Muito mais complicado se apresentou o controle do ato discricionário. Tanto assim é que a doutrina dividiu-se até mesmo quanto ao diagnóstico dessa entidade jurídica.

Para QUEIRÓ5, ato vinculado é aquele derivado de uma norma atributiva de poder que revela através de seu texto um conceito teorético verdade, portanto unívoco e universal, pressuposto de um princípio causalista, definidor de categorias de espaço e tempo ou de número (quantidade). Reversamente, a discricionariedade decorreria da aplicação de uma norma atributiva de poder reveladora de um conceito de valor, da vida prática, como, por exemplo, bom pai de família, boa conduta e justo preço.
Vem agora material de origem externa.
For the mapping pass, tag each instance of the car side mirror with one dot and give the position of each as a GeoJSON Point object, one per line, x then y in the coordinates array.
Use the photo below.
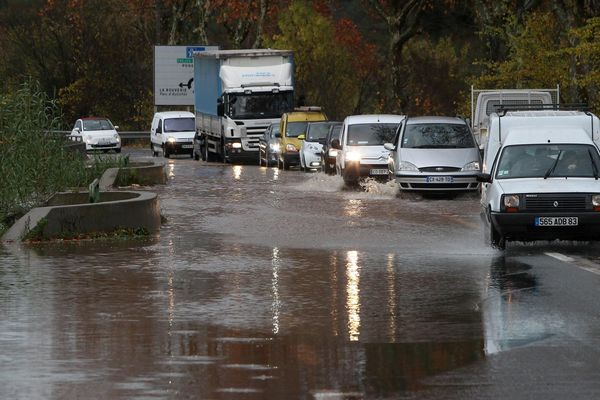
{"type": "Point", "coordinates": [484, 178]}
Numa posição contrária ficou a cátedra de GARCIA DE ENTERRÍA6, para quem são atos vinculados tanto aqueles derivados de conceitos normativos de valor quanto os resultantes dos conceitos teoréticos, porque ambos jurídicos. Se tais conceitos são jurídicos, são permeáveis aos olhos do órgão controlador. Um servidor público ou tem boa conduta ou não tem, "tertium non datur". Para o grande mestre espanhol, "la discrecionalidad es esencialmente una libertad de elección entre alternativas igualmente justas, o, si se prefiere, entre indiferentes jurídicos, porque la decisón se fundamenta en criterios extrajurídicos (de oportunidad, econômicos etc.) no...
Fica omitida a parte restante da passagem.